TimeLimit: 2000ms  MemoryLimit:262144KB

64-bit integer IO format: %I64d

Problem Description

You are given a sequence of n integers a₁, a₂, ..., a_n.

Determine a real number x such that the weakness of the sequence a₁ - x, a₂ - x, ..., a_n - x is as small as possible.

The weakness of a sequence is defined as the maximum value of the poorness over all segments (contiguous subsequences) of a sequence.

The poorness of a segment is defined as the absolute value of sum of the elements of segment.

给出一个n个整数a1，a2，...，an的序列。

求实数x使得新序列a1-x，a2-x，...，an-x的脆弱度尽可能小。

序列的脆弱度定义为序列的所有片段（连续子序列）上的不良性的最大值。

子序列的不良度被定义为子序列的元素的和的绝对值。

Input

The first line contains one integer n (1 ≤ n ≤ 200 000), the length of a sequence.

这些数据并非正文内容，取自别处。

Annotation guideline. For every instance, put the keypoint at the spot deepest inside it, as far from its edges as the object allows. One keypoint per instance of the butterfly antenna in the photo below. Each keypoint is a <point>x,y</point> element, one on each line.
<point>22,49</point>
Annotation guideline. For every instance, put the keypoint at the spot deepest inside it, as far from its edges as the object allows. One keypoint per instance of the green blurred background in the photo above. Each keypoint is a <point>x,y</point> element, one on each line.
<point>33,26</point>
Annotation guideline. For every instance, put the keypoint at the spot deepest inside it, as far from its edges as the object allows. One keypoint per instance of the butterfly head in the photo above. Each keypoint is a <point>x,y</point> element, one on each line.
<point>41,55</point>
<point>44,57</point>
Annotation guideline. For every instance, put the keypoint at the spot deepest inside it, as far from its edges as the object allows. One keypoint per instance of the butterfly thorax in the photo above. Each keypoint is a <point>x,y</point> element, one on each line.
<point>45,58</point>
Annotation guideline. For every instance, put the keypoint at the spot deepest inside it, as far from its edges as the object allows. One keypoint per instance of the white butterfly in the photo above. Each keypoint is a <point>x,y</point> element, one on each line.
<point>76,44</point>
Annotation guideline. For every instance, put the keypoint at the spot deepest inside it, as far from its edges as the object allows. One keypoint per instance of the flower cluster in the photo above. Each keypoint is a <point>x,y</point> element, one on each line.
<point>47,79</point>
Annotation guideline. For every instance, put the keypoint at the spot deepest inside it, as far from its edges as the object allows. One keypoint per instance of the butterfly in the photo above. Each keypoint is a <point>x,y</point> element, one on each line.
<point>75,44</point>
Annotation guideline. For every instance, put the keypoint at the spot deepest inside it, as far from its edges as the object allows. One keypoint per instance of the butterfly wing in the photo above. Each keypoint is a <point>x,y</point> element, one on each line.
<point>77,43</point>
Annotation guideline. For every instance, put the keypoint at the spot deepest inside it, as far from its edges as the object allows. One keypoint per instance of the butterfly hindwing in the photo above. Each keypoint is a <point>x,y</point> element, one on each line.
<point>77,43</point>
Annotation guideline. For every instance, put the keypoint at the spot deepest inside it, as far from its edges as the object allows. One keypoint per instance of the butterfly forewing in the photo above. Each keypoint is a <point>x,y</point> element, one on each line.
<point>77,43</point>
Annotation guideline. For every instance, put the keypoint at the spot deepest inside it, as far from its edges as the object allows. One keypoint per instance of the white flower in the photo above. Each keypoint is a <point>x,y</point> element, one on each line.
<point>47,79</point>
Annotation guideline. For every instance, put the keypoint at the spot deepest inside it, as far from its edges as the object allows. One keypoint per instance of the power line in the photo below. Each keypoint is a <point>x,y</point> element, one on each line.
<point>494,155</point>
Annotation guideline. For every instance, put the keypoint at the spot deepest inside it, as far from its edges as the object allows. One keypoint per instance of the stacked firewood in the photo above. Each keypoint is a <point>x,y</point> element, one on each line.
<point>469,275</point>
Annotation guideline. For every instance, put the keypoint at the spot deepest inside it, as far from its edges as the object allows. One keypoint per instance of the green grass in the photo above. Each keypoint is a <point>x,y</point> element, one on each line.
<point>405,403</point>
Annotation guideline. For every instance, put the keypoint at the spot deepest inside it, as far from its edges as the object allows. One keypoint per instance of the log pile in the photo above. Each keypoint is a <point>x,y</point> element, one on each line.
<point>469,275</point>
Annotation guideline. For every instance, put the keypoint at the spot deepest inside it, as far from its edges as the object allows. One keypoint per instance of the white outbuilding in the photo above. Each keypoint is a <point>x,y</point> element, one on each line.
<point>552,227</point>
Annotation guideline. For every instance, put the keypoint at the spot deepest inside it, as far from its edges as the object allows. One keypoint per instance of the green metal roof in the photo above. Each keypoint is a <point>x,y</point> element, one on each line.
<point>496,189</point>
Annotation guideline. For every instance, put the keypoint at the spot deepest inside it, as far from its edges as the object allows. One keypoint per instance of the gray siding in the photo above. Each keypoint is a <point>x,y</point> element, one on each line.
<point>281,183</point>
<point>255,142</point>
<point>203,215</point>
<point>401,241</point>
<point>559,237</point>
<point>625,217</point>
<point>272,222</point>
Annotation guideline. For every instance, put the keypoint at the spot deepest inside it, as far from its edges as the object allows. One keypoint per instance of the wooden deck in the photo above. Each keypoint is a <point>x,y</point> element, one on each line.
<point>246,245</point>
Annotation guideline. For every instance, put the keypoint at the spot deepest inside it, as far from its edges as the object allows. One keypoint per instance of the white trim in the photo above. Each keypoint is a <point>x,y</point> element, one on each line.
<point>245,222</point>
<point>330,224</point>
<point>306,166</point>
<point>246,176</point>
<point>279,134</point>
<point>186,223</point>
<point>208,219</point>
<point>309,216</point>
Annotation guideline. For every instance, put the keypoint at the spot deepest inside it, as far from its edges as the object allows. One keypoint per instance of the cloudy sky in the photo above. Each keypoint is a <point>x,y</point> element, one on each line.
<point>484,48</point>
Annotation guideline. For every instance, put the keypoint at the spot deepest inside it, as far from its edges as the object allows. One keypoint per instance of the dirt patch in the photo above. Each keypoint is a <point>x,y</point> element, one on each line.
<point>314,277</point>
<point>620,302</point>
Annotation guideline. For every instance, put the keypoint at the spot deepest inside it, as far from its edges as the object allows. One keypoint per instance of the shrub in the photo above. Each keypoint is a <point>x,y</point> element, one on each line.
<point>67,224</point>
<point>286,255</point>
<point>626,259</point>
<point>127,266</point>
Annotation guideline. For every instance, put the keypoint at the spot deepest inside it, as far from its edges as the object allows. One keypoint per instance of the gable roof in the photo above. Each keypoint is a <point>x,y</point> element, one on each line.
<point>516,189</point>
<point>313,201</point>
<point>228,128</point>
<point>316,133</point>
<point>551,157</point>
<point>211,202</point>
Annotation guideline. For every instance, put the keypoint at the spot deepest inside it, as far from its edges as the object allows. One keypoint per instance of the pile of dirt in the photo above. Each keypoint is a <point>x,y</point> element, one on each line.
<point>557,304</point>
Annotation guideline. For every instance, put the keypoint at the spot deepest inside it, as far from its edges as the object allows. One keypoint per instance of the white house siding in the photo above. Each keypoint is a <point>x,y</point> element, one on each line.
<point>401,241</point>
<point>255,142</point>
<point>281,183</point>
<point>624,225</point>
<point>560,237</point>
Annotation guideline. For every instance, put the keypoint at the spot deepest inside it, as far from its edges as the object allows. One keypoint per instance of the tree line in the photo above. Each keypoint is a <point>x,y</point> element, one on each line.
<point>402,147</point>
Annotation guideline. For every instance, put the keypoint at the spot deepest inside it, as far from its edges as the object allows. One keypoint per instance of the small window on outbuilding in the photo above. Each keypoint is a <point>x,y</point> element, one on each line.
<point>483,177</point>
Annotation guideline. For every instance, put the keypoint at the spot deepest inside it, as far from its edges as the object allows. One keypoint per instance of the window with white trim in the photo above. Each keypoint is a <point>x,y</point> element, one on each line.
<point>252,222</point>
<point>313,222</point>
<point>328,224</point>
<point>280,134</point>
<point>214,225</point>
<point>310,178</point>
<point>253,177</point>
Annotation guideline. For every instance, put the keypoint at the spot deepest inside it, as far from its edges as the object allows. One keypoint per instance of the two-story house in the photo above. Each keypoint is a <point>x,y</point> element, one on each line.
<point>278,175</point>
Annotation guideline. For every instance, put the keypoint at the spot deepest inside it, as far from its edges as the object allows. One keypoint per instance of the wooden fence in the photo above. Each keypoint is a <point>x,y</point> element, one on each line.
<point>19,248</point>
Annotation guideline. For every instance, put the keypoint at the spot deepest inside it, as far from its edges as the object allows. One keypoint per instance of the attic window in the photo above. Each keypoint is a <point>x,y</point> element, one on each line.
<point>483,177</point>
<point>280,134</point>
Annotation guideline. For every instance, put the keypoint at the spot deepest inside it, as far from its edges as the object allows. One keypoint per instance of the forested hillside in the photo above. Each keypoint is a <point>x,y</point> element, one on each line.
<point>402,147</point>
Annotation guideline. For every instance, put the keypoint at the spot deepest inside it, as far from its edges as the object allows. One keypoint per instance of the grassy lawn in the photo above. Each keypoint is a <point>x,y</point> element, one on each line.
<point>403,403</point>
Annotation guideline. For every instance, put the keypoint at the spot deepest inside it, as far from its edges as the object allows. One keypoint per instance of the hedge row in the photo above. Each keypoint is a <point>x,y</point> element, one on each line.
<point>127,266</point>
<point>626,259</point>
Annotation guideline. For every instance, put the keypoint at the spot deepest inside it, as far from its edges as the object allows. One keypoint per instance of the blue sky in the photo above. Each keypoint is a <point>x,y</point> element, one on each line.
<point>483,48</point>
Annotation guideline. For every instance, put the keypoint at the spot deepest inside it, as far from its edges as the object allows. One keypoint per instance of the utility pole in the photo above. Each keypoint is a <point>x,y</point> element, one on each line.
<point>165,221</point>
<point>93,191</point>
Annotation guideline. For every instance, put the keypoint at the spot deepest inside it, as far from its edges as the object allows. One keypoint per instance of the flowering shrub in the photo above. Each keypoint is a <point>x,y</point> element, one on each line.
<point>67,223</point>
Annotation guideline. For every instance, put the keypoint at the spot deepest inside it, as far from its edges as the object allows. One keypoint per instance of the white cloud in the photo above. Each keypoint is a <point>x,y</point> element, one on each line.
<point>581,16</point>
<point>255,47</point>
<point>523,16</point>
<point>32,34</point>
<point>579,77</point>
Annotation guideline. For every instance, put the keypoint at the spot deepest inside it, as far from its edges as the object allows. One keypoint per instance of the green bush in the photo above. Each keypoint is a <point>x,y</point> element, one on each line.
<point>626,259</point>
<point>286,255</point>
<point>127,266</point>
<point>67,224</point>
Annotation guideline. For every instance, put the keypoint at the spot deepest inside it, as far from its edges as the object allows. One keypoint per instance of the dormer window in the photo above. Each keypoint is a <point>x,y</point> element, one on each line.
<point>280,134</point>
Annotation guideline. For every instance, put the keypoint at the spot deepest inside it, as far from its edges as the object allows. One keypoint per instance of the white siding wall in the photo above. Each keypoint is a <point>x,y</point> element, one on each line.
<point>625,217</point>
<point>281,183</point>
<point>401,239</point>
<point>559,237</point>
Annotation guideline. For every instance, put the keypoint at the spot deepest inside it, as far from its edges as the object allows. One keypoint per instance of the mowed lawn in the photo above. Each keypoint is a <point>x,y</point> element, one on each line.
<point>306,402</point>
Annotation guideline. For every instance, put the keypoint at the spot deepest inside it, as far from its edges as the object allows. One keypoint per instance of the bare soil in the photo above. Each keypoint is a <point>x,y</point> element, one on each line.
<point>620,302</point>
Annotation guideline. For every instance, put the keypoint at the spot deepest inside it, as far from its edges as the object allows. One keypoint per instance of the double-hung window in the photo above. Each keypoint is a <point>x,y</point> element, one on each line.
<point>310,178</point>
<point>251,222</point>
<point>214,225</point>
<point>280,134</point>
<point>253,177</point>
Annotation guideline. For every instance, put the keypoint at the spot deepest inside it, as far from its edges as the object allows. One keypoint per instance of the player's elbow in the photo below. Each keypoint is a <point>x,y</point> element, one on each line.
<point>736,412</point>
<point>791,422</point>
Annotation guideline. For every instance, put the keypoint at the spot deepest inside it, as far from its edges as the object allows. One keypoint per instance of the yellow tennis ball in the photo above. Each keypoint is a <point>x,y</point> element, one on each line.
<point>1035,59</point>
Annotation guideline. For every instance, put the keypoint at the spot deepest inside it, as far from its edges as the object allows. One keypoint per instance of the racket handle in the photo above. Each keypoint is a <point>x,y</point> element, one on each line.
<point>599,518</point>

The second line contains n integers a₁, a₂, ..., a_n (|a_i| ≤ 10 000).

Output

Output a real number denoting the minimum possible weakness of a₁ - x, a₂ - x, ..., a_n - x. Your answer will be considered correct if its relative or absolute error doesn't exceed 10^- 6.

SampleInput 1

3
1 2 3

SampleOutput 1

1.000000000000000

SampleInput 2

4
1 2 3 4

SampleOutput 2

2.000000000000000

SampleInput 3

10
1 10 2 9 3 8 4 7 5 6

SampleOutput 3

4.500000000000000

Note
For the first case, the optimal value of x is 2 so the sequence becomes  - 1, 0, 1 and the max poorness occurs at the segment "-1" or segment "1". The poorness value (answer) equals to 1 in this case.

For the second sample the optimal value of x is 2.5 so the sequence becomes  - 1.5,  - 0.5, 0.5, 1.5 and the max poorness occurs on segment "-1.5 -0.5" or "0.5 1.5". The poorness value (answer) equals to 2 in this case.

思路：

题目的专有名词再加上题意的模棱两可可能会让一些人蒙蔽。。大意就是：给出一个数组a，计算出新数组a[1]-x,a[2]-x,a[3]-x……的连续子序列元素的和（也就是区间和）的绝对值的最大值。而因为x值得不同，这个绝对值也会不同，这里我们要的最终结果就是：所有可能的绝对值的最小值！

连续子序列元素和的绝对值的最大值，根据上周作业的前缀和知识，我们很容易就能知道用max(sum[j])-min(sum[i])求得。

至于x的值，我们可以利用三分法来确定。三分法可用于求有数学函数关系的最小值问题。【算法讲解】三分法： http://www.cnblogs.com/syiml/p/3675214.html

/*
*区间和函数
*/
double f(double x)
{
	int i;
	double sum[200005]={0},max=0,min=0;//令max=min=sum[0]=0.
	for(i=1;i<=n;i++)
	{
		sum[i]=sum[i-1]+a[i-1]-x;
		if(max<sum[i])max=sum[i];
		if(min>sum[i])min=sum[i];
	}
	return max-min;
}

/*
*三分法
*/
double l=-1e9,m,mm,r=1e9;
for(i=0;i<200;i++)//因为这里输出答案精度精确到15位，用固定次数循环比较方便。。100精度还不行，200亲测足矣！
{
	m=l+(r-l)/3;//m，mm三等分。也可以m=(l+r)/2;
	mm=r-(r-l)/3;//也可以mm=(m+r)/2;
	if(f(m)<f(mm))r=mm;
	else
		l=m;
}